Ever since he moved to the United States at the age of eight from Kingston, Jamaica, Mazelin has lived in cultural cities. From Miami to New York to Los Angeles, Mazelin has worked in them all, but when it was time to settle on a home he chose Baltimore because when it comes to the arts, he likes it the best.

“I like the fact that it is so unpretentious. Art is very accessible here. There is a common theme of ‘we’re doing this shit on our own’ in this city, which I like because that’s how I was.”

Mazelin describes himself as always having a hankering for the arts, particularly music, which he developed while growing up in Jamaica. There, he attended school with Bob Marley’s son, Ziggy, at Vaz Prep. “Bob in Jamaica wasn’t the same as the Bob the everyone else knows,” says Mazelin. “He would come pick up Ziggy from school, and it wasn’t really a big deal to see him, but he was one of my idols, for sure.”

When Andre was eight, his family immigrated to the US and settled in Miami, where he would spend the rest of his youth. It was there that he began to explore his love of music and started a hip hop group with a few friends called A Humble Trinity. He quickly learned that making music wasn’t his calling. “I wasn’t great at it. The other guy –  I was his sidekick, really. I didn’t like being on stage, so I found my talents behind the scenes. I felt more comfortable there.”

Mazelin then enrolled in the Art Institute of Ft. Lauderdale, where he earned his associate’s degree in music and video business. He would spend the next several years moving between cities until 2006 when he decided to move back to the East Coast from Los Angeles. While considering where to go — “I’d already done New York,” he says — he remembered a road trip that brought him to Baltimore during Artscape in 1994. He was particularly taken by the city’s charm and its commitment to its arts scene. “I thought it was really special,” Mazelin says. He also found it was a familiar hodgepodge of places he’d lived before, with the architecture of Mt. Vernon reminiscent of New York, and its proximity to water a reminder of Miami. Six months later he moved here.
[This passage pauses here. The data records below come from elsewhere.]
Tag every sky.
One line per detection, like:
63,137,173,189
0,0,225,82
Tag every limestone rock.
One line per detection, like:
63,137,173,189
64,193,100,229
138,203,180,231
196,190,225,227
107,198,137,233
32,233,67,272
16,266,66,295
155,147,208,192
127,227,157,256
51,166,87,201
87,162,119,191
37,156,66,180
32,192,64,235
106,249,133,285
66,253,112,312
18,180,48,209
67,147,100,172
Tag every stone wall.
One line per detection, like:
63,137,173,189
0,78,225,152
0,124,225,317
Due to the impulsive spirit of the move, Andre didn’t have much waiting for him. “I moved here with no job and no prospects,” he says, but two months later while reading an issue of City Paper, he saw an ad for a house manager at Creative Alliance, and was soon managing the events staff and organizing the rentals of the performance space.

“I got a really good lesson in the arts scene, and built relationships with a lot of artists,” Andre says of Creative Alliance.

Over the next decade, Mazelin would work with Creative Alliance co-founders Megan Hamilton and Margaret Footner, creating events such as the Bob Marley Birthday Soul Shakedown Party. “I learned a lot [there] that I’m going to apply to this job.”

Andre is also the owner of The Room, a coffee shop in the space previously occupied by Red Emma’s on St. Paul Street in Mt. Vernon. Mazelin says that he decided to open the shop as a way to give artists and patrons a casual place to interact. “I’m not a coffee guy. That wasn’t my passion. My passion was that this was a cool space and I wanted to do some cool music here,” he says. Andre named the shop after a club in Los Angeles where he used to hang out, which he describes as a place where you could “make it what you want.” Despite his new position, he plans to remain very hands-on with the operation of The Room and can be found there at some point most days.

As Motor House nears its opening party on October 6th, Andre is excited about the opportunities it presents for Baltimore artists. The upper floors have been renovated to accommodate affordable artist work spaces, which the city is in dire need of since the shutdown of the Bell Foundry in late 2016. Through a partnership with MICA, he will have the chance to work with young artists and to create an inclusive space where artists from all over the city, regardless of economic standing, can come together to work, which is sometimes a challenge in such a divided city. His experience working with smaller, DIY artists who need spaces to perform or display art will have a significant impact on how he chooses to program. “I remember the opportunities I was given at Creative Alliance, and I keep those in mind when someone brings me an idea.”

With Andre working behind the curtain, Motor House appears primed to establish itself as one of Baltimore’s premier cultural institutions.